Tom from Raleigh | Jun 8, 2014 05:46 PM

This year it seemed like the theme was veggies, glorious veggies as evidenced by the site of only two smoke columns coming from grills.

We arrived at 4:15 to the field for Farm to Fork. My wife and son were in ATL for the weekend, so this edition was just my 10 yr old daughter and I. She's an excellent companion and our tastes are very similar, though she prefers sweet, while I prefer beer. We agree on meat. After taking a few minutes to get set up, we began the first round.
Bull City Burger had bresaola on white bread, which didn't do much for me.
Watt's had a quark ice cream that my daughter thought was made with "pork" or "cork" it was tasty but it mind blowing, and I'm only writing about it because of the rhyming.
Cricket cotton candy at the Pancuito/lil farm tent. This was tasty and inventive. They ground up grasshoppers from their farm into a powder with spices and such. It was a dish with guts.
The Eddy in Saxpahaw had my favorite plate of the night. They did a pig ear crepe with greens from their own farm. It was a great mix of texture, color, and flavor. I will tell you that I had three of them. I would liked to have tried it on a tortilla rather than a crepe as the crepe was flimsy, but it was work of genius either way.
Rose's Meat plate: Rose's Meat Market's tent set up wasn't very intuitive. When I asked what they had, their guy offered to make me a plate, which ended up to be two plates of heavenly charcuterie - he put like five different cured meats on each plate along with some pickles and some house made mustard. I ate a lot at Farm to Fork, but even three hours after the fact, my mouth is watering over the memory.

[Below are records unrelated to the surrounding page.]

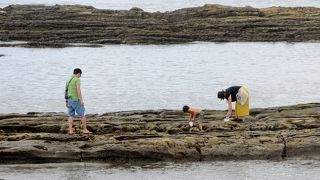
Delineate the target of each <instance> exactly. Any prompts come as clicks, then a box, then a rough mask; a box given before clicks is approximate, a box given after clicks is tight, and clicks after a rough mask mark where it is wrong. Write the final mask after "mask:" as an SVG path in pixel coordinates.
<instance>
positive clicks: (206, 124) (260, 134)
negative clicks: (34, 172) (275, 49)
mask: <svg viewBox="0 0 320 180" xmlns="http://www.w3.org/2000/svg"><path fill="white" fill-rule="evenodd" d="M225 113H226V112H225V111H217V110H205V119H204V131H202V132H201V131H199V130H198V128H196V127H192V128H190V127H189V126H188V122H187V119H188V116H187V115H186V114H184V113H182V112H181V111H176V110H145V111H127V112H112V113H105V114H102V115H89V116H88V121H89V122H88V126H89V127H88V128H89V129H90V130H91V131H93V132H94V133H93V135H83V134H81V133H80V121H76V122H75V129H76V134H73V135H69V134H67V116H66V114H64V113H35V112H30V113H27V114H0V163H2V164H4V163H48V162H95V161H103V162H104V161H106V162H128V161H133V162H142V161H215V160H256V159H263V160H269V159H272V160H281V159H287V158H303V159H320V104H319V103H311V104H300V105H294V106H285V107H277V108H264V109H252V110H251V116H249V117H247V118H245V119H244V120H243V122H233V121H230V122H224V121H223V118H224V116H225Z"/></svg>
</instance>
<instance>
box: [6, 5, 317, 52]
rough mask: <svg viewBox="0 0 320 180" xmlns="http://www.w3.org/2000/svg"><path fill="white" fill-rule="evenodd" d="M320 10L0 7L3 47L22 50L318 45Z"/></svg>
mask: <svg viewBox="0 0 320 180" xmlns="http://www.w3.org/2000/svg"><path fill="white" fill-rule="evenodd" d="M319 24H320V9H319V8H313V7H294V8H289V7H286V8H284V7H270V8H260V9H258V8H252V7H231V6H222V5H205V6H203V7H195V8H184V9H179V10H176V11H171V12H152V13H151V12H145V11H143V10H142V9H139V8H132V9H130V10H103V9H96V8H94V7H90V6H79V5H73V6H70V5H55V6H40V5H11V6H8V7H5V8H2V9H1V8H0V41H25V42H27V43H17V44H1V46H21V47H58V48H61V47H68V46H77V45H74V44H71V43H87V44H86V45H79V46H93V47H96V46H98V47H99V45H103V44H172V43H187V42H192V41H211V42H239V41H259V42H261V41H269V42H275V41H290V42H291V41H292V42H301V41H318V40H320V27H319Z"/></svg>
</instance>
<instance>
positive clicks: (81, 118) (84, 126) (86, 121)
mask: <svg viewBox="0 0 320 180" xmlns="http://www.w3.org/2000/svg"><path fill="white" fill-rule="evenodd" d="M81 124H82V129H83V130H82V132H83V133H85V134H91V133H92V132H90V131H89V130H88V129H87V118H86V116H83V117H82V118H81Z"/></svg>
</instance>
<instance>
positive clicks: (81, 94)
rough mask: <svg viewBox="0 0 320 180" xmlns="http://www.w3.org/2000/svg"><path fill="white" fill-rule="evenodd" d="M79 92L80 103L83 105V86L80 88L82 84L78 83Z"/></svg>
mask: <svg viewBox="0 0 320 180" xmlns="http://www.w3.org/2000/svg"><path fill="white" fill-rule="evenodd" d="M77 93H78V97H79V98H80V103H81V104H82V105H83V104H84V102H83V98H82V94H81V88H80V84H79V85H77Z"/></svg>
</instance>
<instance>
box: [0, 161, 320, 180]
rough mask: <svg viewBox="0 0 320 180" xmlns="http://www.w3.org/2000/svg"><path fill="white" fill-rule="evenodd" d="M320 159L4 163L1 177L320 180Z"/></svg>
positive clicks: (29, 178) (77, 178)
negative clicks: (284, 159)
mask: <svg viewBox="0 0 320 180" xmlns="http://www.w3.org/2000/svg"><path fill="white" fill-rule="evenodd" d="M319 175H320V161H312V160H308V161H306V160H305V161H298V160H288V161H280V162H275V161H226V162H196V163H184V164H178V163H156V164H145V165H139V166H136V165H121V166H112V165H110V164H91V163H71V164H41V165H39V164H24V165H0V179H5V180H20V179H31V180H38V179H39V180H42V179H50V180H51V179H52V180H55V179H70V180H71V179H72V180H73V179H78V180H82V179H83V180H87V179H94V180H99V179H112V180H118V179H119V180H145V179H152V180H163V179H168V180H171V179H172V180H180V179H183V180H213V179H224V180H231V179H234V180H249V179H250V180H251V179H252V180H258V179H259V180H260V179H264V180H273V179H274V180H278V179H283V180H289V179H290V180H301V179H306V180H318V179H319Z"/></svg>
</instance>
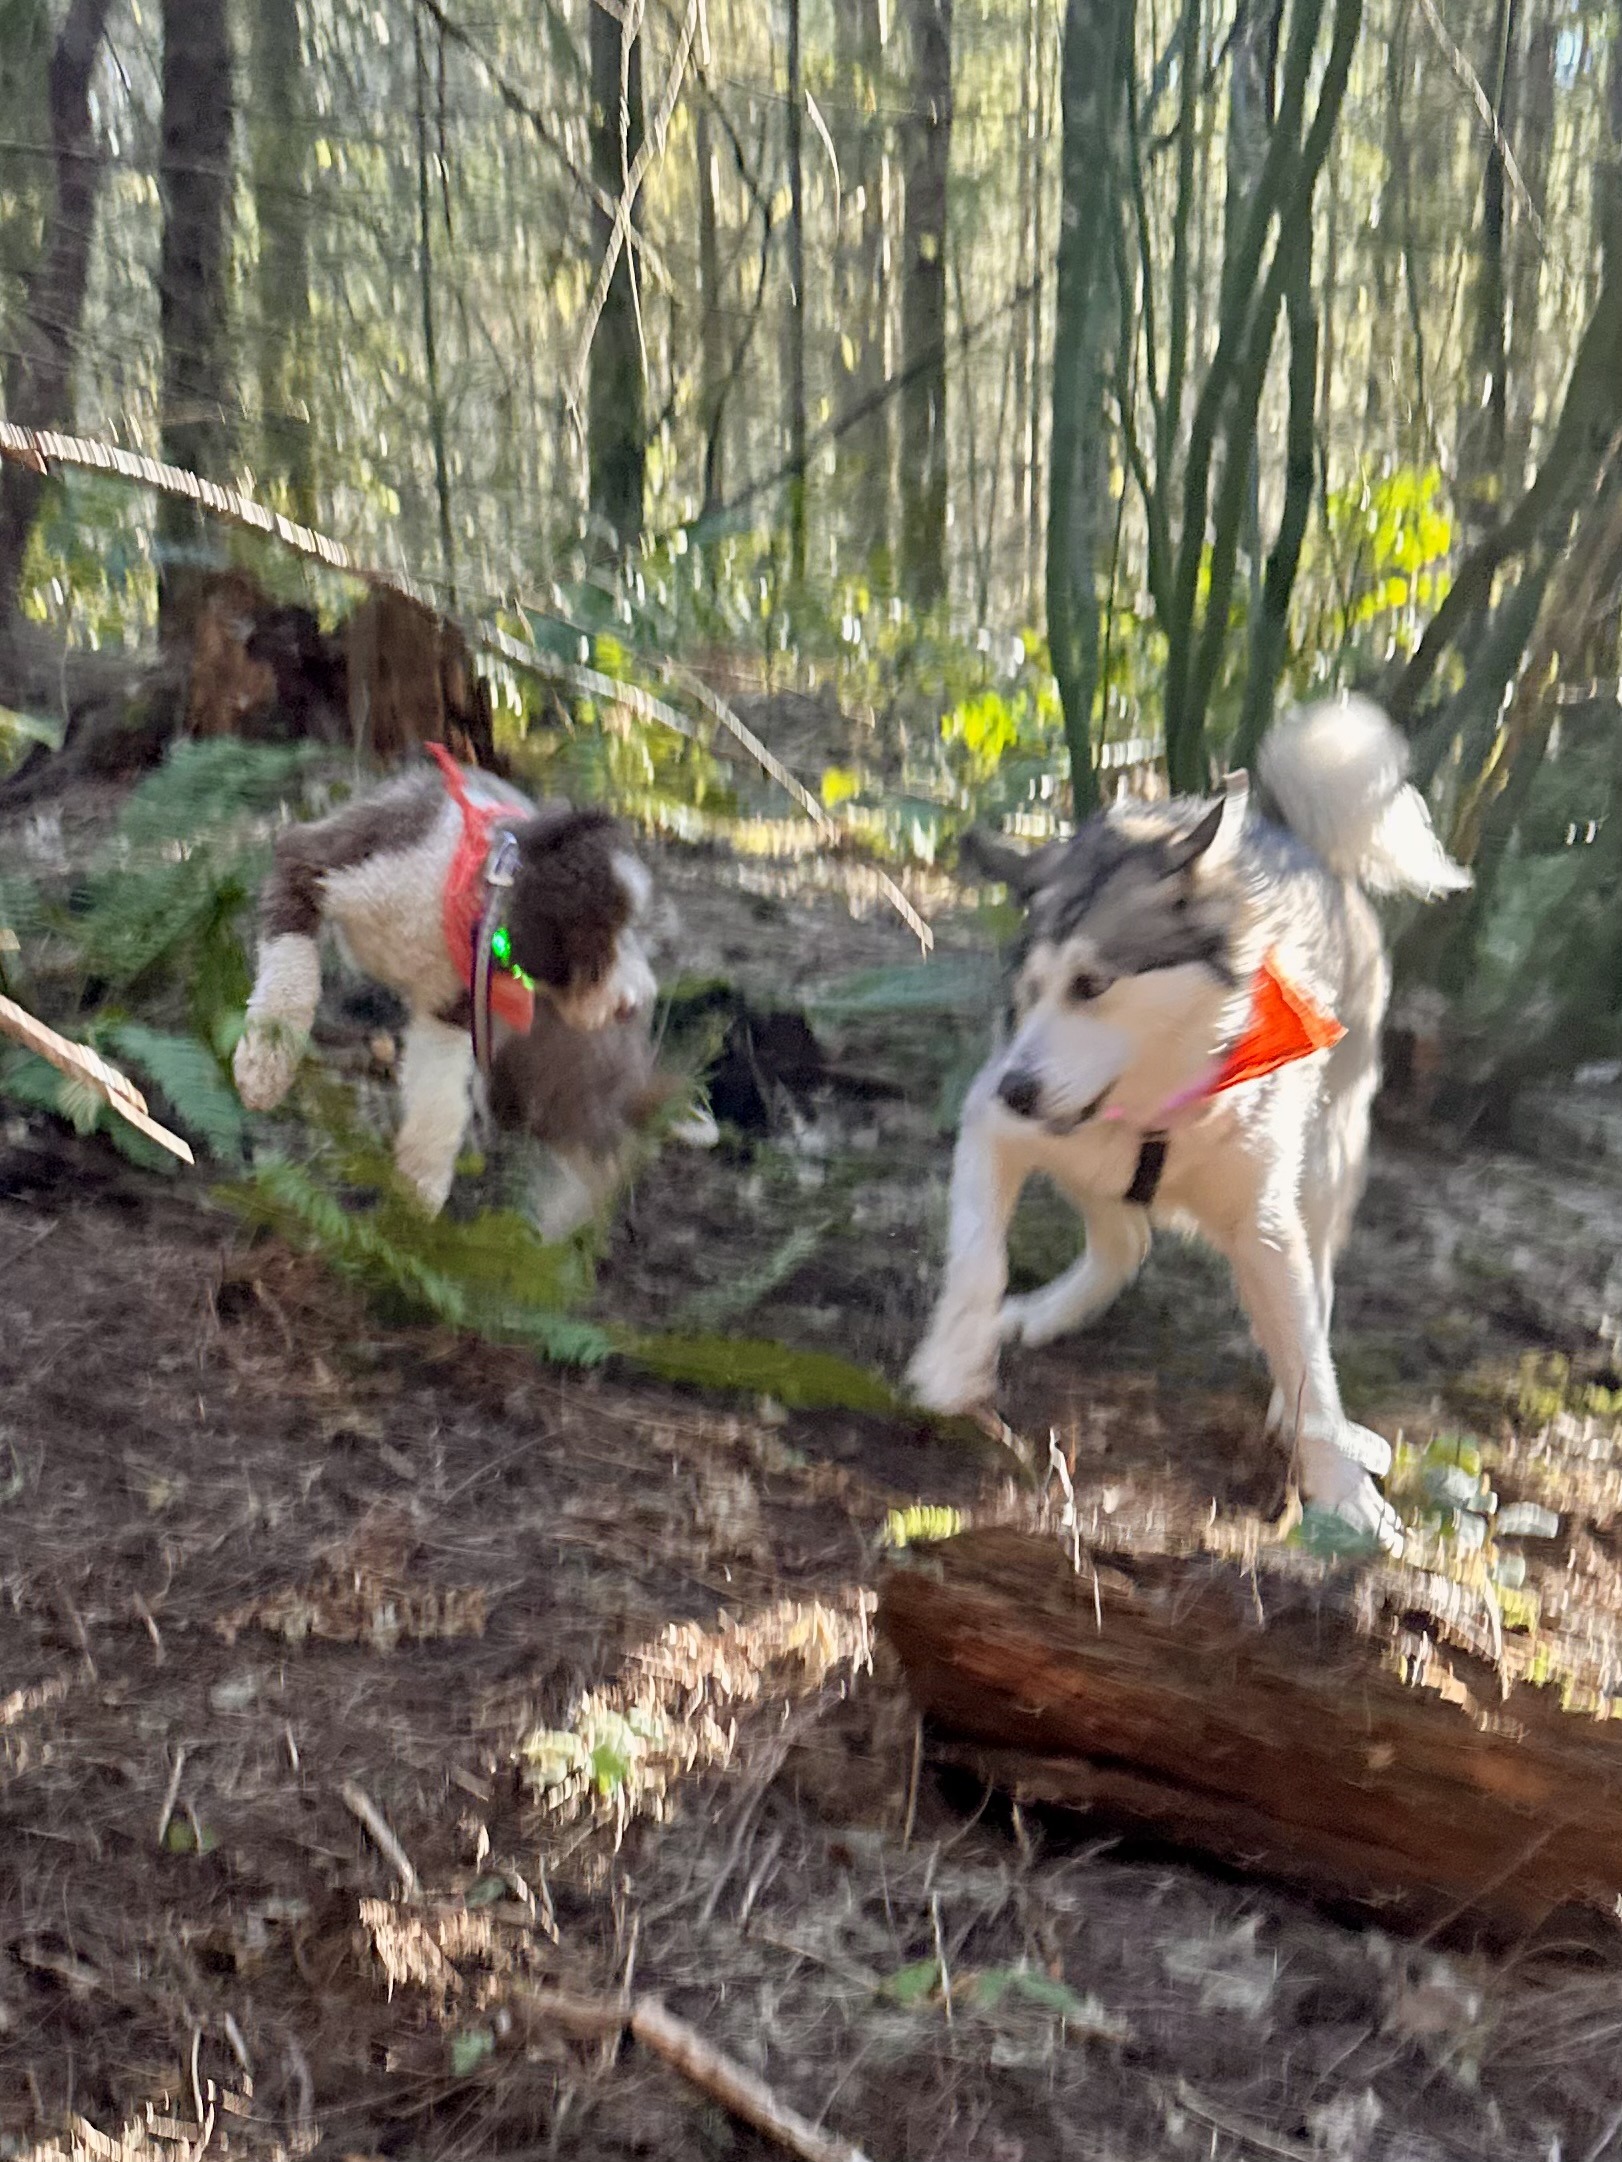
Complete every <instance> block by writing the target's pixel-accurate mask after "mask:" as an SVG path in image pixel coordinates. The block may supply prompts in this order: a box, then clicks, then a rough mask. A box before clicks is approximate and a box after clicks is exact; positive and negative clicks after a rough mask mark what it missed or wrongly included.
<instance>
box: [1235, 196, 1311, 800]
mask: <svg viewBox="0 0 1622 2162" xmlns="http://www.w3.org/2000/svg"><path fill="white" fill-rule="evenodd" d="M1282 244H1289V246H1291V253H1293V264H1291V272H1289V281H1287V288H1285V322H1287V326H1289V422H1287V428H1285V506H1282V510H1280V517H1278V538H1276V540H1274V549H1272V553H1269V556H1267V575H1265V579H1263V582H1261V592H1259V597H1257V601H1254V614H1252V618H1250V666H1248V672H1246V690H1244V709H1241V713H1239V737H1237V742H1235V746H1233V763H1235V765H1250V763H1252V761H1254V757H1257V750H1259V748H1261V739H1263V735H1265V733H1267V726H1269V722H1272V718H1274V698H1276V694H1278V677H1280V675H1282V670H1285V659H1287V655H1289V599H1291V595H1293V590H1295V571H1298V569H1300V560H1302V540H1304V538H1306V517H1308V512H1311V508H1313V454H1315V448H1317V441H1315V432H1313V419H1315V409H1317V316H1315V313H1313V227H1311V221H1306V223H1302V227H1300V229H1298V231H1295V233H1293V236H1291V238H1289V242H1280V246H1282Z"/></svg>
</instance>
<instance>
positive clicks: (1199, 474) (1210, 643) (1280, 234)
mask: <svg viewBox="0 0 1622 2162" xmlns="http://www.w3.org/2000/svg"><path fill="white" fill-rule="evenodd" d="M1324 13H1326V9H1324V0H1295V6H1293V9H1291V17H1289V39H1287V45H1285V61H1282V71H1280V78H1278V84H1280V86H1278V115H1276V119H1274V125H1272V130H1269V138H1267V154H1265V160H1263V166H1261V173H1259V175H1257V182H1254V190H1252V195H1250V205H1248V210H1246V218H1244V227H1239V229H1237V231H1235V238H1233V242H1231V246H1228V251H1226V259H1224V272H1222V324H1220V333H1218V348H1215V355H1213V357H1211V365H1209V370H1207V374H1205V383H1202V387H1200V396H1198V402H1196V406H1194V417H1192V422H1189V445H1187V458H1185V467H1183V484H1181V497H1183V510H1181V530H1179V540H1176V566H1174V577H1172V579H1170V592H1168V597H1166V608H1164V614H1161V623H1164V629H1166V646H1168V655H1166V763H1168V772H1170V780H1172V787H1174V789H1185V791H1189V789H1200V787H1205V785H1207V780H1209V755H1207V742H1205V722H1207V713H1209V705H1211V692H1213V685H1215V679H1218V672H1220V666H1222V655H1224V649H1226V640H1228V618H1231V605H1233V579H1235V569H1237V558H1239V540H1241V528H1244V512H1246V489H1248V480H1250V450H1252V443H1254V430H1257V413H1259V409H1261V393H1263V385H1265V381H1267V363H1269V355H1272V342H1274V335H1276V324H1278V309H1280V303H1282V298H1285V294H1287V292H1289V290H1291V285H1293V281H1295V279H1298V277H1300V262H1302V251H1306V264H1308V272H1311V221H1313V188H1315V184H1317V175H1319V171H1321V169H1324V160H1326V158H1328V149H1330V141H1332V136H1334V125H1337V121H1339V115H1341V99H1343V97H1345V84H1347V76H1350V69H1352V54H1354V50H1356V41H1358V30H1360V24H1362V0H1334V6H1332V28H1330V48H1328V58H1326V65H1324V69H1321V78H1319V89H1317V106H1315V110H1313V117H1311V121H1306V86H1308V78H1311V76H1313V74H1315V69H1313V50H1315V45H1317V35H1319V26H1321V19H1324ZM1274 225H1276V240H1274V249H1272V257H1267V233H1269V229H1272V227H1274ZM1263 264H1265V268H1263ZM1306 305H1308V309H1311V294H1308V301H1306ZM1218 439H1222V463H1220V469H1218V465H1215V450H1218ZM1213 471H1220V478H1218V482H1215V489H1213ZM1166 493H1168V489H1166V482H1164V480H1161V504H1159V519H1161V530H1166V525H1168V523H1170V521H1168V517H1166V510H1164V497H1166ZM1207 534H1209V558H1207ZM1291 577H1293V571H1291ZM1202 584H1205V586H1207V597H1205V610H1202V612H1200V586H1202ZM1282 599H1285V601H1287V595H1282ZM1159 605H1161V603H1159V601H1157V608H1159Z"/></svg>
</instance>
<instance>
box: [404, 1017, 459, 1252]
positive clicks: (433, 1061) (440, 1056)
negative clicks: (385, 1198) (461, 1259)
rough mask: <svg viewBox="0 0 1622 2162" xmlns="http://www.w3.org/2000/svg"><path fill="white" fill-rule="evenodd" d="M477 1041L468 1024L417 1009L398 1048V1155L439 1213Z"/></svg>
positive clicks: (431, 1212)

Lantern's dish was tasty. They did a veggies with curds & whey plate. It was bright, but I'll always pine for the pigtails dish they did several years ago. That was a thing of genius. That said, pork prices are through the roof, so maybe that explains the veggie focus.

Garland did a cellophane noodle dish with beef that was quite tasty.

There were a couple of home brewers called Bond Street, I think, who's beers I enjoyed. This year, they put the drinks out amongst the food tents which I liked better than the old arrangement.

Overall, Farm to Fork was fun and we will return next year.